Abstract
Background
Uterine fibroids are the most common uterine tumours in females of reproductive age. During pregnancy, uterine fibroids may be complicated by aseptic necrobiosis. We herein report an ambiguous clinical presentation of uterine fibroids in pregnancy and discuss the diagnostic challenges encountered in our resource-constraint setting.
Case presentation
A term pregnant Cameroonian woman was admitted to our maternity unit with clinical findings suggestive of a strangulated umbilical hernia. She underwent an emergency caesarean section which fortuitously revealed aseptic necrobiosis of a uterine fibroid, managed within the same surgical intervention by myomectomy. Her post-operative course was uneventful.
Conclusion
The authors highlight the need for a high index of suspicion by healthcare providers, as well as the need for a multidisciplinary approach for a favourable maternal and foetal outcome.
Keywords: Uterine fibroid, Leiomyoma, Pregnancy, Aseptic necrobiosis, Red degeneration
Background
Leiomyomas (uterine fibroids) are the most common benign tumors of the uterus [1]. They are very common, affecting 40% of women of reproductive age and their frequency increases with age, from a prevalence of 50% at age 35 years, to 80% at age 50 years [1]. An increase in the age of first pregnancy from 24 years in 1978 to 30 years in 2012 has seen an increase in the occurrence of uterine fibroids in pregnancy [2, 3]. Pregnant women with uterine fibroids are at an increased risk for complications such as; miscarriages, preterm labour, malpresentation, labor dystocia, cesarean sections and postpartum haemorrhage [4, 5]. Uterine fibroids often increase in size during pregnancy, this increases their risk for complications such as ‘red degeneration’ or aseptic necrobiosis [5] and leads to frequent diagnostic ambiguity of obstetrical or gynaecological pathologies in resource-challenge settings [6]. Herein, we report the case of an aseptic necrobiosis of a uterine fibroid mimicking a strangulated umbilical hernia on a term pregnancy.
Case presentation
A 35-year-old G2P0010 Cameroonian student at 39-weeks pregnancy was referred to the surgical unit of the Yaounde Gynaeco-Obstetrics and Paediatric Hospital for the management of a strangulated umbilical hernia. She had a sudden onset of localized umbilical pain three hours prior to consultation. The pain was of moderate intensity, crampy in character, aggravated by walking, without any change in bowel movement and no vomiting. An abdominal ultrasound scan revealed a parietal defect of the umbilicus measuring 55 mm in diameter with a poorly vascularised hypoechoic mass (doppler scan) measuring 50 × 30 × 37 mm, 29.6 ml in volume. In addition, the foetus was viable with a normal biophysical score and a good concordance between clinical and sonographic dating of gestational age. Hence, she was referred for surgical management of a strangulated umbilical hernia in a term pregnancy.

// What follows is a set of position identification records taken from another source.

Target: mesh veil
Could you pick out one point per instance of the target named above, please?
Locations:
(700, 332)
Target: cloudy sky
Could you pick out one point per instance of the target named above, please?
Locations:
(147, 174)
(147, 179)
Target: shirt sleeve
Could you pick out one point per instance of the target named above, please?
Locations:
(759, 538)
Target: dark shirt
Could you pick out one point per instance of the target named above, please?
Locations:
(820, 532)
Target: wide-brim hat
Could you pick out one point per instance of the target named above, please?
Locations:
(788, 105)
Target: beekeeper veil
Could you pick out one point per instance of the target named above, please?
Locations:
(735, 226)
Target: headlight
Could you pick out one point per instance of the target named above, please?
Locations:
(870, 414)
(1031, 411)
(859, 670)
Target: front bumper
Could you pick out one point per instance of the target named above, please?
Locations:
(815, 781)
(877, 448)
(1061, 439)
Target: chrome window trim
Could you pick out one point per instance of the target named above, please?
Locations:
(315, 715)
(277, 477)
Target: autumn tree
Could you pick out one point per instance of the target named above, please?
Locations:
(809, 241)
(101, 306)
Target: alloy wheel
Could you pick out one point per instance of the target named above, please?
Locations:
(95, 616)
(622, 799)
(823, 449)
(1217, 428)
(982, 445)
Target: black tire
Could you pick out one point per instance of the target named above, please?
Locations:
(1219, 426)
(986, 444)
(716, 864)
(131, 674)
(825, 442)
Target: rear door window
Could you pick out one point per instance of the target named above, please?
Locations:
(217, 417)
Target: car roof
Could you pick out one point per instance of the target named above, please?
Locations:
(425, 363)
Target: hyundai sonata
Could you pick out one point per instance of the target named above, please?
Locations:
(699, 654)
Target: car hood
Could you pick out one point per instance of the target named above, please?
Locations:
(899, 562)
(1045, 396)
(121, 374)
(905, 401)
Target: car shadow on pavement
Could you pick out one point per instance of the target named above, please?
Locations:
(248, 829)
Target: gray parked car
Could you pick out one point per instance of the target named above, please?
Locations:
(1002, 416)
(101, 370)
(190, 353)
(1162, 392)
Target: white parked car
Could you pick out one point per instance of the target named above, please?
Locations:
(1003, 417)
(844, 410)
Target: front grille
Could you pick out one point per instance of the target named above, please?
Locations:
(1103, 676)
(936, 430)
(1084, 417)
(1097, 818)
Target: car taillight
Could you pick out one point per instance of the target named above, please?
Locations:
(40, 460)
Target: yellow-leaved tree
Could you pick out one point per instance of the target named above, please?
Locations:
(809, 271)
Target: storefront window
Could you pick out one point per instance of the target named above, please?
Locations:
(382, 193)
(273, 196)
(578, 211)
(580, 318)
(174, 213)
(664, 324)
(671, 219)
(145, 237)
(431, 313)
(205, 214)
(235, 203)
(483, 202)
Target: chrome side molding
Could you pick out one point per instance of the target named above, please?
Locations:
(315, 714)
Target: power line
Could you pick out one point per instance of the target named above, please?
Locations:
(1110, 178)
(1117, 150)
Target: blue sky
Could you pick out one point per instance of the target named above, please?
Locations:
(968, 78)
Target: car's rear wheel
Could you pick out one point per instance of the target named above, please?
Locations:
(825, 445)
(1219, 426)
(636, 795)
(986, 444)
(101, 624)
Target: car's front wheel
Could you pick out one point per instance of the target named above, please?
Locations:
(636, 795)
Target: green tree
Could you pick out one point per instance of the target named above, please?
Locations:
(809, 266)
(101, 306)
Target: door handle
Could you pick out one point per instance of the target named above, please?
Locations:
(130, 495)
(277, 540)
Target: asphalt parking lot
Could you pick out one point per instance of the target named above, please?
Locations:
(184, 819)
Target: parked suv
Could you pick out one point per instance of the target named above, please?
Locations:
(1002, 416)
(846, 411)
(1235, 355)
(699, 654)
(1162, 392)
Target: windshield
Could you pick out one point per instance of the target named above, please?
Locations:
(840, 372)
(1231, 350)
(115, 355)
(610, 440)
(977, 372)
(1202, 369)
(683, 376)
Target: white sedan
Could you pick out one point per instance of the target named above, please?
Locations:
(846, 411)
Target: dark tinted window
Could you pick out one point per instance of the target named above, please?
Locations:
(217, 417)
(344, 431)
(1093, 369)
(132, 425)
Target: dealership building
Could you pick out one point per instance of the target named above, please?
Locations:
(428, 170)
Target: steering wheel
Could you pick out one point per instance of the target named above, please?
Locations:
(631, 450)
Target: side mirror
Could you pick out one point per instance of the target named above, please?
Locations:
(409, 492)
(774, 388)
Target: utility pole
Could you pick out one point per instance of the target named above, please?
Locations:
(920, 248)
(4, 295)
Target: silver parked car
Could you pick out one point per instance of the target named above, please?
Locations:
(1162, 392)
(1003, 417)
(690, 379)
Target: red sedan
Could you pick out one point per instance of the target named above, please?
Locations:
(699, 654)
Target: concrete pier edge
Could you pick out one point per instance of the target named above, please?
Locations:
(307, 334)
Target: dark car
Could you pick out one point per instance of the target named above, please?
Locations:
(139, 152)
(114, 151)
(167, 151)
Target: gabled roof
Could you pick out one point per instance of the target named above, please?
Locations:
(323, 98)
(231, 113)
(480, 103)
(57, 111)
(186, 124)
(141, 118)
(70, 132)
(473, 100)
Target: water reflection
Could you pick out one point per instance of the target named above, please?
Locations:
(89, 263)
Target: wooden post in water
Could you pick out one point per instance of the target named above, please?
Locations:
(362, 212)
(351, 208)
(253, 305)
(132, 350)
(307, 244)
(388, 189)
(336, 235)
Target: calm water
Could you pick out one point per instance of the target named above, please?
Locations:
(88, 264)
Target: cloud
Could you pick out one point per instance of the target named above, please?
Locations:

An episode of severe malaria during her previous pregnancy was at the origin of a spontaneous abortion at 10 weeks of gestation. Her current pregnancy was being followed at the Efoulan District hospital in Yaounde where she had attended six antenatal clinics. A urine dipstick at 24 weeks of gestation revealed a proteinuria of 600 mg/l coupled with an increase blood pressure to 152/98 mmHg and the development of lower limb oedema. She was diagnosed with pre-ecclampsia and placed on alphamethyldopa 250 mg twice daily. A second trimester ultrasound revealed the presence of two anterior and posterior interstitial myomatous nuclei, of 51 mm and 73 mm long axis respectively.
On physical examination, the patient was in severe pain (visual analogue scale of 9/10 cm) with a temperature of 38.1 °C, pulse rate of 112 beats per minutes, respiratory rate of 22 breaths per minutes and blood pressure of 170/118 mmHg. Abdominal examination showed a gravid uterus with a uterine fundal height of 38 cm. There was a tender, non-reducible umbilical swelling (Fig. 1), with no cough impulse. There was no sign of peritoneal irritation. She had no costovertebral angle tenderness. Bowel sounds were present and normal. Her digital rectal examination was unremarkable. The foetus had a longitudinal lie, cephalic presentation, right-occipito anterior position and a fetal heart rate of 140 beats per minute. On vaginal examination, the cervix was posterior, non-effaced and closed. She had a bilateral pitting lower limb oedema extending to both knees. In view of this clinical picture, we thought of a strangulated umbilical hernia. All of these on a probable background of severe pre-eclampsia. The laboratory panel requested on admission is illustrated in Table 1.
Table 1.
Laboratory test | Values | Reference values |
---|---|---|
Proteinuria | 1000 | < 300 mg /l |
Urea | 0.28 | 0.5–0.45 g/l |
Creatinaemia | 7.8 | 6–13 mg/l |
White blood cell count (WBC) | 8660 | 4000–10,000/mm3 |
Haemoglobin | 10.4 | 12-15 g/dl |
Haematocrit | 31.4 | 35–49% |
Prothromine Time (PT) | 92 | 70–100% |
Cephalokaoline time (TCA) | 31 | 28–33 s |
Alanine aminotransferase (ALAT) | 32 | < 37 U/l |
Aspartate aminotransferase (ASAT) | 28 | < 40 U/l |
A multidisciplinary team involving general surgeons, obstetricians and anaesthesiologists decided on a two-in one intervention wherby an emergency ceaseraean section with indication severe pre-ecclampsia, and a herniorraphy with indication strangulated umbilical hernia will be carried out within the same operation. Preoperative management consisted of placing two peripheral venous lines of large bore needle with infusion of 1000 ml of normal saline, parenteral administration of an analgesic (paracetamol 1 g), an antihypertensive drug (nicardipine 2 mg bolus) and anticonvulsant (magnesium sulphate 5 g intravenously followed by 4 g intramuscularly in each gluteus muscles). A Pfannenstiel incision performed five hours after admission permitted the extraction of a life female baby who weighed 3300 g at birth with an APGAR score of 8 and 10 at the first and fifth minutes respectively. Intraoperative findings of an anterior and posterior sub-serosal leiomyomas both measuring about 50 mm (Fig. 2); anterior fibroid had an axis pointing to the umbilical ring, with irregular contours and a heterogeneous center, strongly suggestive of aseptic necrobiosis. In addition, the uterus also had several interstitial myomas. The uterine adnexae and the appendix were macroscopically normal. The herniated omentum was not necrosed. No intestines necrosis was observed. Both sub-serosal leiomyomas were surgically excised and sent for histo-pathological evaluation. A separate arciform infra-umbilical incision permitted repair of the umbilical hernia.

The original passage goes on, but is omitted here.